Saturday, March 26, 2011

A groundbreaking open source project has won the top prize at the 2011 MediaGuardian Innovation Awards.

The judging panel described the Apache Hadoop project as the Swiss army knife of the 21st Century, and having the potential to completely change the face of media innovations across the globe. Overall, the project was seen as a greater catalyst for innovation than WikiLeaks, the iPad and a host of other suggested nominees.

The MediaGuardian Innovator of the Year award – the headline award of the annual MediaGuardian Innovation Awards (Megas) - rewards those considered to have had the greatest impact on innovation in the media in the past year.

The Apache Hadoop project develops open-source software to allow companies to easily process huge amounts of data.

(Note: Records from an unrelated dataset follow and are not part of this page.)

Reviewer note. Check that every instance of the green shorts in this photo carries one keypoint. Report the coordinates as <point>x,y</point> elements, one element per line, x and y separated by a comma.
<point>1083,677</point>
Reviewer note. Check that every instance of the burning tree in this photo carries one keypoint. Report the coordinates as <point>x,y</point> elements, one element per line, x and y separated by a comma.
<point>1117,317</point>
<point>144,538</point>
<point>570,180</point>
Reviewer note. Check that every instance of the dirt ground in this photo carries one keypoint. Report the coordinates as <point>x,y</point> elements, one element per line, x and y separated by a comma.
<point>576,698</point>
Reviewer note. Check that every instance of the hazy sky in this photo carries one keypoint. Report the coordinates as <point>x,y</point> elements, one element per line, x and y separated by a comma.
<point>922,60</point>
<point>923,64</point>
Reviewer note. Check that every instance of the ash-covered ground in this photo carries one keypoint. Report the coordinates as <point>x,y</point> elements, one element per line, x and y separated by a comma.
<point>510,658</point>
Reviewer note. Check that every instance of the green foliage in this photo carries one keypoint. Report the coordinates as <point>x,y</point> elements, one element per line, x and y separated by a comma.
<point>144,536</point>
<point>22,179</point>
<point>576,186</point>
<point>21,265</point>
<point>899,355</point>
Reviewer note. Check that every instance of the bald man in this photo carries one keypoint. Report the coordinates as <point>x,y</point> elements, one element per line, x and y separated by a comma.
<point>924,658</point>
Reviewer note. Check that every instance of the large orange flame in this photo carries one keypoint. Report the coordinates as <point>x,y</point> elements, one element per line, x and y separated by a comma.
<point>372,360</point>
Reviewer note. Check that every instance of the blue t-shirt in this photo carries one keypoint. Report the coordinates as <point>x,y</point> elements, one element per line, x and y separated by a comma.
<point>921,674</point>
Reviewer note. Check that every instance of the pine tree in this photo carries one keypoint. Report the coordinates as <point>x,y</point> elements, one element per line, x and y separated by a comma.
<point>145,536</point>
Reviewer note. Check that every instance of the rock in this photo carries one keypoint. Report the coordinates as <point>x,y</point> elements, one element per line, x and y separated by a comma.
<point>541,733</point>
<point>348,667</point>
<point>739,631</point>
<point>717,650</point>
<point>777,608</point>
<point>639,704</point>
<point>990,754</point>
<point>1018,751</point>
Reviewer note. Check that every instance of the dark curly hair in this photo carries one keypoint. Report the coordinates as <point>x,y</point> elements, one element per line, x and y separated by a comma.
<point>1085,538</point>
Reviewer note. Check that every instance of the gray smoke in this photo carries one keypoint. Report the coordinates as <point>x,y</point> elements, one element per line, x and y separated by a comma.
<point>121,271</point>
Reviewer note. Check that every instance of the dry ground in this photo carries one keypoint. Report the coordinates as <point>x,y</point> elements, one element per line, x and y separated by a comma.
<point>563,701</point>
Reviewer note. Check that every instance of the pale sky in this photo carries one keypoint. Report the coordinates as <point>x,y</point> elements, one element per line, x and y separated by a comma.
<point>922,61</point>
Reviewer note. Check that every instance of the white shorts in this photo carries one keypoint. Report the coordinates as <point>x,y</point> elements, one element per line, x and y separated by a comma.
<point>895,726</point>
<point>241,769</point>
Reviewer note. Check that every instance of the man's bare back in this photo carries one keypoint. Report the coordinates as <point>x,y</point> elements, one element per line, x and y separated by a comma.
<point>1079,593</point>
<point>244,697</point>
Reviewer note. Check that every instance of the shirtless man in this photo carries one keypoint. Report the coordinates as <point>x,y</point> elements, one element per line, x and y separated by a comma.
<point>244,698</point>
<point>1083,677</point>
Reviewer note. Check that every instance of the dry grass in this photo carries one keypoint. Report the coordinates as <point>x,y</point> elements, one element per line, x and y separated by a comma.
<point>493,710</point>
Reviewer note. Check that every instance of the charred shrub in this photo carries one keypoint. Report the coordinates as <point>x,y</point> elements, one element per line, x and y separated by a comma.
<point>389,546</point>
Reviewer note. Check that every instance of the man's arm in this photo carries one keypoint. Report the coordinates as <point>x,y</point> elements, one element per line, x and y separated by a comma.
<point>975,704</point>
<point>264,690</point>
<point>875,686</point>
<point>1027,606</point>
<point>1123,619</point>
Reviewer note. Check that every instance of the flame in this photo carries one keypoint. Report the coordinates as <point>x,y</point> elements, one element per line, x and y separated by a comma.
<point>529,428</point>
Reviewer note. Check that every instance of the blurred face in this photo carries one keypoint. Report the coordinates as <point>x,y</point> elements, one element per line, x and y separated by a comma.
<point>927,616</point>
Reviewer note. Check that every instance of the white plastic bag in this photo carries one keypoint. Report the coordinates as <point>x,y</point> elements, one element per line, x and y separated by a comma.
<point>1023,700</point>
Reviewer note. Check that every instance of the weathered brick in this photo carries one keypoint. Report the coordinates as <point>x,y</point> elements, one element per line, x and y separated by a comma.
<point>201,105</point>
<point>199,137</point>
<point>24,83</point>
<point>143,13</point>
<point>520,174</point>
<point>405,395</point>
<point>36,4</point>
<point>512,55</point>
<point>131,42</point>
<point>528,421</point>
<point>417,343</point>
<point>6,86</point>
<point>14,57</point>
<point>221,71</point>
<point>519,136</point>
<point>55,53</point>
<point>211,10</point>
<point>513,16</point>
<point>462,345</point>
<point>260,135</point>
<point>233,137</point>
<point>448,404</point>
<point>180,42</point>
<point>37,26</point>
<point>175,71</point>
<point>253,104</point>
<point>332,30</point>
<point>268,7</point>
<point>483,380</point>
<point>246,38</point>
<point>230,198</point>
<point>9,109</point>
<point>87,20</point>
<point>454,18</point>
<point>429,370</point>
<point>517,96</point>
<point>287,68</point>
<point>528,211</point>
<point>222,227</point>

This enables companies such as Facebook and Twitter to access a comprehensive ecosystem of tools and partners, which were previously only available to internet giants such as Google.

Doug Cutting, a founder of Apache Hadoop and chief architect at Cloudera – the leading provider of Apache Hadoop-based software and services – said: "Apache Hadoop pushes data management forward by empowering enterprises to make sense of their increasingly large and diverse collections of data. It is great to see the continued recognition for the technology and I am happy to accept the MediaGuardian Innovator of the Year award on behalf of this flourishing Apache community."

The Megas are now in their fourth year, and reward all that's brightest and best across the new media and technology landscapes. Other winners on the night included a "homeless tamagotchi" and a digital top trumps game with a cultural twist. The winners were announced tonight by radio / television presenter and comedian Iain Lee at a ceremony at the Science Museum in London.

TV presenter and the Guardian's Tech Weekly podcast host, Aleks Krotoski – who was on the Megas judging panel – said: "This year's entries reflected the way that new technology is feeding creative content and vice versa. The judges looked at a huge range of different entries; some were heavy, data driven technical websites while others were light and fun - but all shared a common sense that only through innovation can we make a digital future attractive to the public."